Eagle Grove Mama Cats donate to Reading Buddies Program

A $2,496.00 donation from the Mama Cats parent teacher organization “pays for students in Eagle Grove and their participation in the reading buddies program,” said Rachel Cahalan, who awarded the check to Reading Buddies, Inc. founder Deb Townsend on the Mama Cats behalf.

“Mama Cats is very much focused on extra activities for students and supporting teachers. And we think this is an excellent program that Eagle Grove has incorporated into their curriculum, and we wanted to support that,” Cahalan explained.

“Up to this point I have never had any financial assistance from anyone,” Deb said, while pointing out that she has received lots of help in the form of donated supplies and labor. But financially, “this has all come from our personal finances.”

“This means we can get all the cute fabric and the good patches,” Townsend explained, pointing out that good fabric and patches can get expensive. “And this means we can continue the program for the kids. Which is huge!”

Over the past few years, Cahalan noted, the Mama Cats have been picking up steam. They’ve organized school supplies drives, dances, and sporting events including the Washington Wizards performance, and many, many fundraisers.

The Reading Buddies program has been picking up steam too, Townsend explained. The program is now in First and Second Grade classes in Eagle Grove, in First Grade in Webster City, and in First Grade in Humboldt. And, they’ve formed a 501-C3 non-profit group, so donations can be tax deductible.

Townsend was amazed they’ve gotten so far on a shoestring budget. The Mama Cats donation, and others they hope will come in now that donors can take the cost off their tax bills, will help them to go farther. “All of our people who make bears are volunteers,” she related. “If we didn’t have that I don’t think we could really keep going. And that saves us a lot of money. But there are still costs, and those have been going up.”
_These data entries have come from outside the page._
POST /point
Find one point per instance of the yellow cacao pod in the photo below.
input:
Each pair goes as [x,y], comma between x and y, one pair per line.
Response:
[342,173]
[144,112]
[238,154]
It all began very humbly. Townsend recalled that she started sewing in 2nd grade. “My Mom used to sew, and made our clothes. And I would bother her. ‘I want to sew!'” So finally, she recalled, her Mother had sat her down at her sewing machine, taken out an old kitchen towel, and drawn a squiggly line on it. When she could follow the line with the thread, her Mother told her, she could sew something for real. Today, she makes all her own patterns, and is teaching her grandchildren to sew.

When she sees kids reading to their buddies, teddy bears she designed and in most cases, sewed, “I just get such a kick out of that,” Townsend said, enthusiastically.
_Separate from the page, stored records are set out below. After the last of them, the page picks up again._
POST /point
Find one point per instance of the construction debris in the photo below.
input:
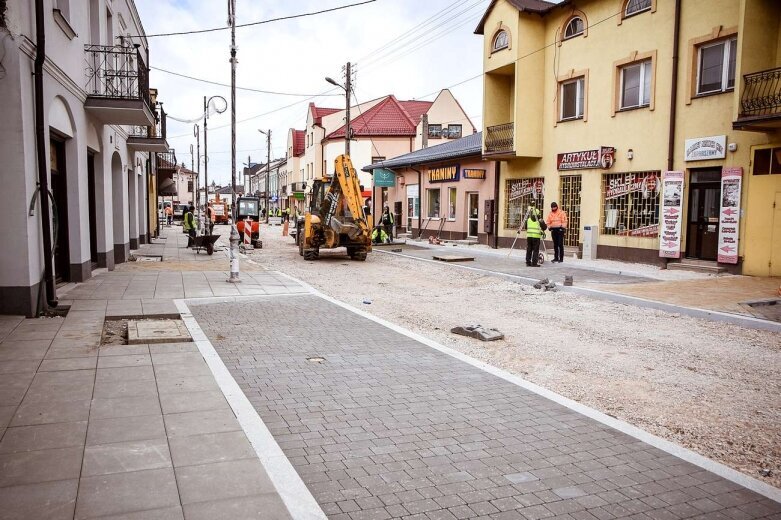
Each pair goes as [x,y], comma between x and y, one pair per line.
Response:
[479,332]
Of course, Townsend knows she can’t do it all on her own, and she can’t do it forever. She’s working with the Eagle Grove High School to find students who could work with the younger kids, and she plans to follow the same approach in other schools as the program spreads. Ensuring that there will always be people who know how to use the Reading Buddies system to help kids learn and enjoy reading. “Reading Buddies isn’t just bears,” Townsend pointed out, “there’s a cohesive curriculum that makes it easier for the students.”

Townsend said that a long career teaching art had taught her to build a curriculum. But her time teaching at the school for the blind made her “think about other ways to learn.’ It challenged her to think outside the box, to figure out, “how can we associate a concept with an image,” so the blind students could envision in their minds what their eyes couldn’t see.
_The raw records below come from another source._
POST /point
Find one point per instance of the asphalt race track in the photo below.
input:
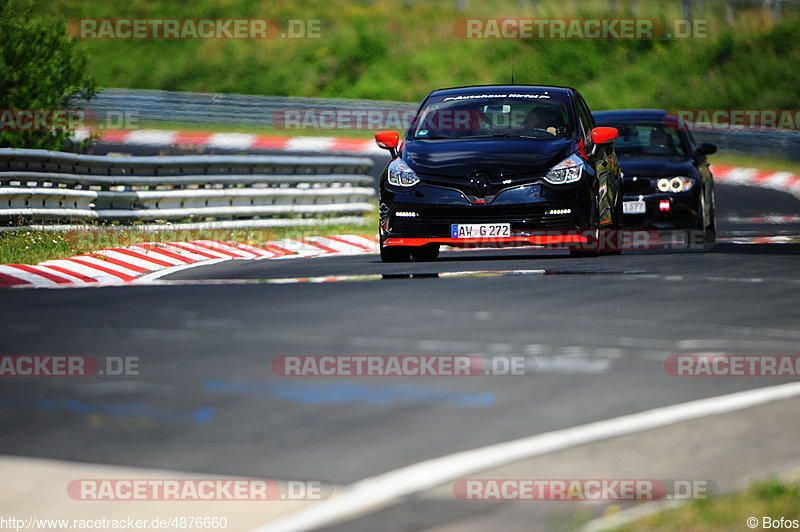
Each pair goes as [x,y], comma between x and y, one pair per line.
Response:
[595,333]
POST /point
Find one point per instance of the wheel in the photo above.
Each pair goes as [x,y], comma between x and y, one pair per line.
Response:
[426,253]
[395,254]
[707,223]
[593,226]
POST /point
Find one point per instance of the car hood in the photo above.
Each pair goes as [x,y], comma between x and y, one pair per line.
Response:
[656,166]
[496,156]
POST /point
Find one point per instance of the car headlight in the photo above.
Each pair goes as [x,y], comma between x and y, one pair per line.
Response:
[399,174]
[675,184]
[567,171]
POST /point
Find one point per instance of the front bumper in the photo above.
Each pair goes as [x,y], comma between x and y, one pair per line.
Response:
[425,214]
[682,210]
That experience ultimately culminated in the Reading Buddies program, which combines reading lessons and activities, with a comforting tactile object, which kids can connect to on a deeper level. That, Townsend said, is the “secret sauce”.

What’s next for the program? Townsend said she’d like to expand the bilingual aspects of it, to better serve both Spanish and English speaking kids, noting that in her program “our Spanish speaking kids learn to speak English, but our English speaking kids also learn a little Spanish. So we’re able to speak to each other.” That’s a concept Townsend said deserves more development.

And a website will be coming soon, with resources for families. She’s also thinking about developing content for publications, to help kids learn through entertainment, and to help them begin to pay attention to current events.

And, of course, she plans to expand the program to more and more schools around the nation.

The point of the whole thing is that reading brings understanding, and entertainment, and that leads to a happy, successful life, Townsend explained. “I want kids to read. I want them to learn by reading. I want them to love to read. And I want them to read throughout their lives. So they can succeed in their lives.”